With the war well over, Poly got back to its rigid academic code, and in 1920 about 75 pupils were suspended on the ground that they "failed to make a passing grade in their studies." Calm descended until the new year when the president of the Board of Education declared: "Lipstick! I think it is the last word in bad taste..."
But times move on, and keeping up with them, Mr. Coon, teacher of a wireless course, declared in 1922 that he was sure radio was not "just a passing fad." Furthermore, he presented at the Open House a radio phone set as a "treat" because few people had ever seen one.
In 1923 the girls' rifle team nearly topped the boys' record, and the following year Kezar was begun, and dedicated by ex-student body prexy James Ralph III. Dave Painter won the sixth annual Shakespearian contest at Cal; the following year, Dave Molinari earned the Hoover Cup for the best amateur radio station in the United States. Janet Gaynor got her diploma that year, too. Incidentally we can claim Paul Terry of "Terry Toons" and George O'Brien among our movie celebrities.
John Chuckanzess came right back in 1926 by being selected as the best high school orchestra conductor in America. The ROTC won one of its many commendations as the "best in the city."
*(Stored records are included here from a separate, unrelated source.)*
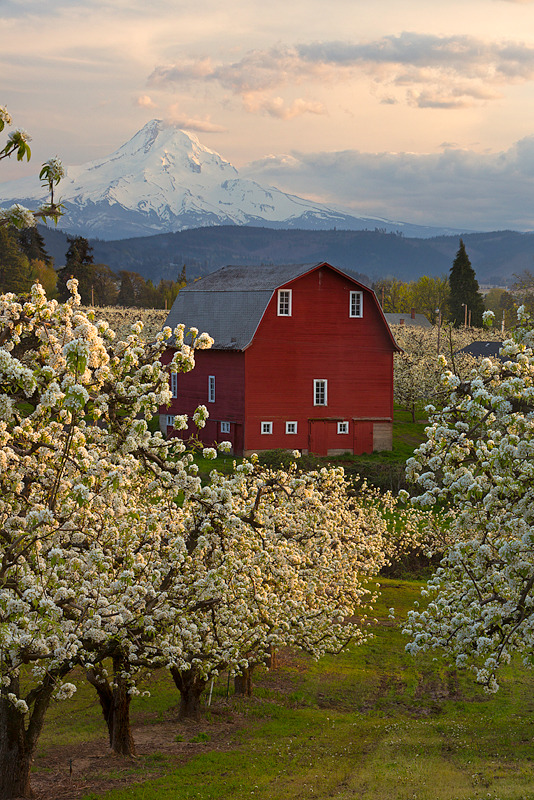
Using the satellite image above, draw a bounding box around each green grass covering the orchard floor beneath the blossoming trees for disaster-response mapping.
[37,580,534,800]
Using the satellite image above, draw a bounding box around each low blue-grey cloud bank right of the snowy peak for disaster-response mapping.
[245,136,534,230]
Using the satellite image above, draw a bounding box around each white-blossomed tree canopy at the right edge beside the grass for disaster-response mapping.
[406,311,534,691]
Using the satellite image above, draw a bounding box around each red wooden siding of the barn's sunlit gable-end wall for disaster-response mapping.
[244,267,393,453]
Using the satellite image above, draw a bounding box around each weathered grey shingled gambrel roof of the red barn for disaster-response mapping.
[165,261,357,350]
Attendance rose in leaps and bounds and the school planned for 1400 was soon carrying 2500 with a faculty list of 100. The entire ninth grade (400 of 'em) were stuffed into an old mansion at the corner of Stanyan and Carl Streets; they stayed there until the gym and music buildings were completed in 1929.
During the thirties we went through the depression like everyone else. Nothing especially unusual happened, really, except that Betty Russell earned another first for Poly by winning her wings as the youngest commercial pilot in the United States and we continued taking Championships in athletics and ROTC.
The second world war came along, and we lost a lot of our best in the fight for democracy.
As we look back we find we have much to be proud of and we pledge ourselves here and now to live and work so that fifty years from now the journal class will be as proud of Poly and of Polyites as we are now.